Of course, not even he could read minds. But Glenn did wait there, perhaps puzzled, or even afraid; Park could hear, faintly, the smooth whirring of his heart through the door. Park’s uncle said, “I won’t have him reset, if that makes you feel better. But he stays here.”
You can’t keep him safe, Park thought. “You don’t even care about him,” she said.
The reflection in her uncle’s glasses shifted slightly, as if they were full of water. As if there was nothing behind his eyes but cold and empty sea. “No,” he said. “But I care about you.”

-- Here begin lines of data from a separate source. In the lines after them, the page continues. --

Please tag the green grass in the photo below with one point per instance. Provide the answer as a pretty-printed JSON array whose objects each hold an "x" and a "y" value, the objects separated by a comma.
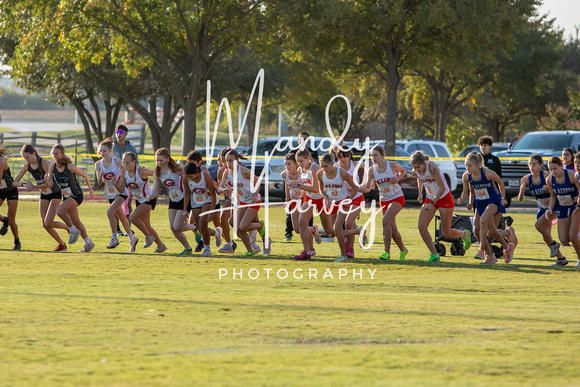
[{"x": 114, "y": 318}]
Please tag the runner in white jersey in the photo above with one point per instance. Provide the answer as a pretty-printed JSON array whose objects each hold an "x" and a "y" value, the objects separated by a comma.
[
  {"x": 439, "y": 197},
  {"x": 386, "y": 175},
  {"x": 347, "y": 163},
  {"x": 312, "y": 200},
  {"x": 248, "y": 200},
  {"x": 136, "y": 178},
  {"x": 108, "y": 171},
  {"x": 200, "y": 192},
  {"x": 333, "y": 182},
  {"x": 168, "y": 173}
]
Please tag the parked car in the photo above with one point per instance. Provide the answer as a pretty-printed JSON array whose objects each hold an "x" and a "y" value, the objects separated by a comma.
[
  {"x": 434, "y": 148},
  {"x": 497, "y": 147},
  {"x": 544, "y": 143}
]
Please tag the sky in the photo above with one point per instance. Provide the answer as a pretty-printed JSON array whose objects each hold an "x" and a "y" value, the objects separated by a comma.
[{"x": 566, "y": 13}]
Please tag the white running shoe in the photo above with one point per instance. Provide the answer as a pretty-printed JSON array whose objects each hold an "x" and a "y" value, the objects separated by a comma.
[
  {"x": 218, "y": 236},
  {"x": 149, "y": 239}
]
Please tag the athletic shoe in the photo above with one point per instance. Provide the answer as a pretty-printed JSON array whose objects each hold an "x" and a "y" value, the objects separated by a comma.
[
  {"x": 218, "y": 236},
  {"x": 490, "y": 260},
  {"x": 554, "y": 249},
  {"x": 4, "y": 228},
  {"x": 302, "y": 256},
  {"x": 364, "y": 240},
  {"x": 433, "y": 258},
  {"x": 74, "y": 236},
  {"x": 113, "y": 243},
  {"x": 133, "y": 245},
  {"x": 267, "y": 250},
  {"x": 403, "y": 254},
  {"x": 149, "y": 239},
  {"x": 467, "y": 241},
  {"x": 226, "y": 249},
  {"x": 60, "y": 248},
  {"x": 160, "y": 249},
  {"x": 316, "y": 235},
  {"x": 350, "y": 253},
  {"x": 560, "y": 262},
  {"x": 88, "y": 247},
  {"x": 509, "y": 253}
]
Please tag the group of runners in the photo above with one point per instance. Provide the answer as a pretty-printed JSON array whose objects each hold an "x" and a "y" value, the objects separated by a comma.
[{"x": 331, "y": 190}]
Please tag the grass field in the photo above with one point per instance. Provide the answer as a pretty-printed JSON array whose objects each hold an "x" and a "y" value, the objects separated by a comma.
[{"x": 114, "y": 318}]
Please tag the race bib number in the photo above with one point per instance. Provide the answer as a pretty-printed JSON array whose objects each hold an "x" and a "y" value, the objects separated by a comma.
[
  {"x": 481, "y": 194},
  {"x": 544, "y": 203}
]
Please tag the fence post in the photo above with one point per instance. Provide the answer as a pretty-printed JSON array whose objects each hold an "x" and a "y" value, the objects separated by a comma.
[{"x": 142, "y": 144}]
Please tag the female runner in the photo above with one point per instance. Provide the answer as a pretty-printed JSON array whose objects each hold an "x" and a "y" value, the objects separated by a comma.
[{"x": 64, "y": 172}]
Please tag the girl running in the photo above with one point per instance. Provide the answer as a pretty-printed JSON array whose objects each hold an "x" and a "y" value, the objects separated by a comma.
[
  {"x": 386, "y": 175},
  {"x": 312, "y": 200},
  {"x": 333, "y": 181},
  {"x": 439, "y": 198},
  {"x": 564, "y": 200},
  {"x": 536, "y": 182},
  {"x": 230, "y": 246},
  {"x": 9, "y": 193},
  {"x": 108, "y": 172},
  {"x": 201, "y": 197},
  {"x": 64, "y": 172},
  {"x": 136, "y": 179},
  {"x": 168, "y": 173},
  {"x": 50, "y": 198},
  {"x": 488, "y": 203},
  {"x": 247, "y": 217}
]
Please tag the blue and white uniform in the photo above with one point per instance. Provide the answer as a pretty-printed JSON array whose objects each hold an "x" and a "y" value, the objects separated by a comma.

But did he really? Park never quite knew, even after he was dead. Did anyone really have the capacity to care—truly care—beyond the instinct to ally, fuck, and raise their young to breeding age? Were there any decisions guided by pure selflessness? Not in humans, she supposed—in androids, yes. It was too bad no one else could see the beauty in that. Even Park forgot it, sometimes. By the time she was an adult, she had to be more aware of her reputation, of how it looked when others saw her interacting with robots. She lost her way a little, there. And by the time she was on the Deucalion, bound for the stars, with no idea of when she would return—there was no one, human or android, left on Earth to care.
17.
Park woke with a gurgling gasp, gulping for air as if she were surfacing after a long period underwater. To her choking panic, she realized she couldn’t move her limbs: only her neck was able to move, lolling around on her rag doll of a body. It felt as if someone had disconnected her brain from the rest of her, pulling some vital wire; for a brief moment she wondered if she’d fallen somehow and been paralyzed.